食道の病気
食事という日常生活に直接的に関わる重要な臓器のひとつ―
食道は、喉から胃にかけて繋がる管状の消化管です。成人で約25~30cm程度の長さがあり、主に胃に食べ物を運ぶという役目を担っています。食道において病が進行すると、治療が困難になるだけでなく、私たちの食生活に深刻な影を落とすこととなります。
逆流性食道炎
胃酸が食道に逆流することで食道の粘膜に炎症をきたし、胸やけ・胸部の違和感・嘔吐・多量のげっぷのほか、ひどい場合には粘膜にただれや潰瘍を生じることがあります。胃酸が上がるような感覚により、胸や喉に痛みを感じやすくなるのが特徴的です。原因はさまざまですが、体質や年齢的な問題、普段の食生活(脂っこい食事や刺激物、甘いもの過剰摂取や過食など)にも深く起因しています。内視鏡による検査等でまずは炎症の程度や範囲の詳細を調べるとともに他の病気との鑑別を行い、必要に応じて胃酸をおさえる薬を服用するなどの治療を進めます。逆流性食道炎は悪化すると食道に狭窄を起こしたり、潰瘍から食道がんのリスクも高まります。胸やけや喉の違和感が強く感じられる場合には、まずはお早めにご受診ください。最近では若年層の方にも非常に多くみられるようになった病気です。
食道裂孔ヘルニア
横隔膜から食道が通る穴を食道裂孔(しょくどうれっこう)と呼びます。本来は横隔膜の下にあるべき胃の一部が、加齢や腹圧の上昇により食道側(上部)に飛び出してしまうことを食道裂孔ヘルニアと言います。逆流性食道炎の原因となるだけでなく、心臓や周囲の臓器を圧迫してしまう可能性があるため注意が必要です。
食道がんについて
基本的にがんは自覚症状なく進行していくものです。食道がんも同様に、「食べ物が飲み込みにくい」「食べ物を飲み込む際にしみるような痛みを感じる」といった症状がみられる頃にはある程度進行した状態と考えられます。多くは食道粘膜から発生し、腹部や首のリンパ節にまで転移することがあります。さらに腫瘍が大きくなってくると食道に圧迫や鈍痛を感じ、飲み込みに障害が出始めます。早期発見には定期的な検診や内視鏡を用いた詳細な検査を加えることが有効です。
40代後半から罹患率が増加します。特に日常的にお酒を飲まれる方や喫煙される方の発がん率は10~50倍にと跳ね上がります。リスクが高い食生活をされている方は定期的に検査を受けられることが大切です。
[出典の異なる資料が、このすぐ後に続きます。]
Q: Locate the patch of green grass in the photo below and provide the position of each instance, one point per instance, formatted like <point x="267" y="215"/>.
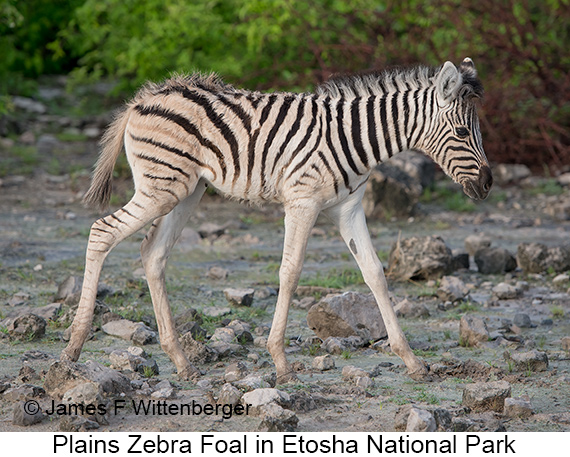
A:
<point x="335" y="279"/>
<point x="557" y="312"/>
<point x="70" y="136"/>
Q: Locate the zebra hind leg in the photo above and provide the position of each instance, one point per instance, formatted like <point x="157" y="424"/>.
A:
<point x="299" y="221"/>
<point x="105" y="234"/>
<point x="155" y="250"/>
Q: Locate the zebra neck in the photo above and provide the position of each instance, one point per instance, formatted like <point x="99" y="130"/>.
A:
<point x="370" y="130"/>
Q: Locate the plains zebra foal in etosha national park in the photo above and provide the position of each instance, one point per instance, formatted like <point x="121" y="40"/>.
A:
<point x="310" y="152"/>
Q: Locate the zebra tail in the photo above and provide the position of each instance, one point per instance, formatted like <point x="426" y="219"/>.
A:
<point x="99" y="193"/>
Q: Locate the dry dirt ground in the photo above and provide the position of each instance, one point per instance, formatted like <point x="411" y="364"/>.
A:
<point x="43" y="234"/>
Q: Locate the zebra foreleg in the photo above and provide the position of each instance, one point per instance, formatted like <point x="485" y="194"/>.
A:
<point x="155" y="250"/>
<point x="105" y="234"/>
<point x="350" y="218"/>
<point x="299" y="220"/>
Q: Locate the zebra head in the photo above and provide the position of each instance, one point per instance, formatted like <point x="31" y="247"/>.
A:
<point x="454" y="141"/>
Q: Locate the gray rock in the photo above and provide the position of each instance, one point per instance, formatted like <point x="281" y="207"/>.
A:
<point x="323" y="363"/>
<point x="144" y="335"/>
<point x="224" y="334"/>
<point x="259" y="398"/>
<point x="253" y="382"/>
<point x="517" y="408"/>
<point x="494" y="261"/>
<point x="239" y="297"/>
<point x="486" y="396"/>
<point x="504" y="291"/>
<point x="452" y="289"/>
<point x="229" y="395"/>
<point x="275" y="418"/>
<point x="124" y="360"/>
<point x="407" y="308"/>
<point x="75" y="423"/>
<point x="522" y="320"/>
<point x="472" y="330"/>
<point x="335" y="345"/>
<point x="163" y="390"/>
<point x="351" y="372"/>
<point x="48" y="312"/>
<point x="420" y="420"/>
<point x="242" y="331"/>
<point x="419" y="258"/>
<point x="148" y="367"/>
<point x="365" y="382"/>
<point x="196" y="351"/>
<point x="63" y="376"/>
<point x="537" y="257"/>
<point x="236" y="371"/>
<point x="345" y="315"/>
<point x="26" y="415"/>
<point x="137" y="332"/>
<point x="527" y="361"/>
<point x="28" y="327"/>
<point x="217" y="273"/>
<point x="477" y="242"/>
<point x="23" y="392"/>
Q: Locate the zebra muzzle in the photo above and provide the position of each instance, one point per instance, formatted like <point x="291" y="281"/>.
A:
<point x="479" y="188"/>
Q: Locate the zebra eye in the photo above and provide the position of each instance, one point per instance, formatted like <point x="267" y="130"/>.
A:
<point x="462" y="132"/>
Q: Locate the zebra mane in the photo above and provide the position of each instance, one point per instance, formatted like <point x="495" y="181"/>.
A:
<point x="177" y="82"/>
<point x="395" y="79"/>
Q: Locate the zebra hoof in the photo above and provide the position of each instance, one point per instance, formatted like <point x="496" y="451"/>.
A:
<point x="420" y="373"/>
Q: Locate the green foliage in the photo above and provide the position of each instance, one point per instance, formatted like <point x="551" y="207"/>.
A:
<point x="520" y="49"/>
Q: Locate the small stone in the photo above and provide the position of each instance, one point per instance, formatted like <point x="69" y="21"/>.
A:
<point x="494" y="261"/>
<point x="420" y="420"/>
<point x="236" y="371"/>
<point x="352" y="372"/>
<point x="217" y="273"/>
<point x="275" y="418"/>
<point x="522" y="320"/>
<point x="239" y="297"/>
<point x="364" y="382"/>
<point x="261" y="397"/>
<point x="472" y="330"/>
<point x="148" y="367"/>
<point x="517" y="408"/>
<point x="407" y="308"/>
<point x="26" y="414"/>
<point x="452" y="289"/>
<point x="75" y="423"/>
<point x="163" y="390"/>
<point x="477" y="242"/>
<point x="528" y="361"/>
<point x="124" y="360"/>
<point x="229" y="395"/>
<point x="504" y="291"/>
<point x="486" y="396"/>
<point x="323" y="363"/>
<point x="561" y="279"/>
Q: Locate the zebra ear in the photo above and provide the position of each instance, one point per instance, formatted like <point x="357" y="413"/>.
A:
<point x="448" y="81"/>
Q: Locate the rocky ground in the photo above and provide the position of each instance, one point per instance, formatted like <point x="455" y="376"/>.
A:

内視鏡レベルで治療可能な早期に異変を見つけ出すことが肝心です。
食道静脈瘤
一般的には肝硬変における合併症として多くみられる病気で、食道粘膜にある静脈がコブ状に膨らむものです。自覚症状は特にありませんが進行すると破裂し、突然の吐血で初めて気づくケースも少なくありません。出血量が大量の場合には死にいたる危険があるほど重篤な病気です。静脈瘤の有無や確認には内視鏡検査を用います。診療の現場においては、肝臓疾患をお持ちの方には必ず確認するようにしています。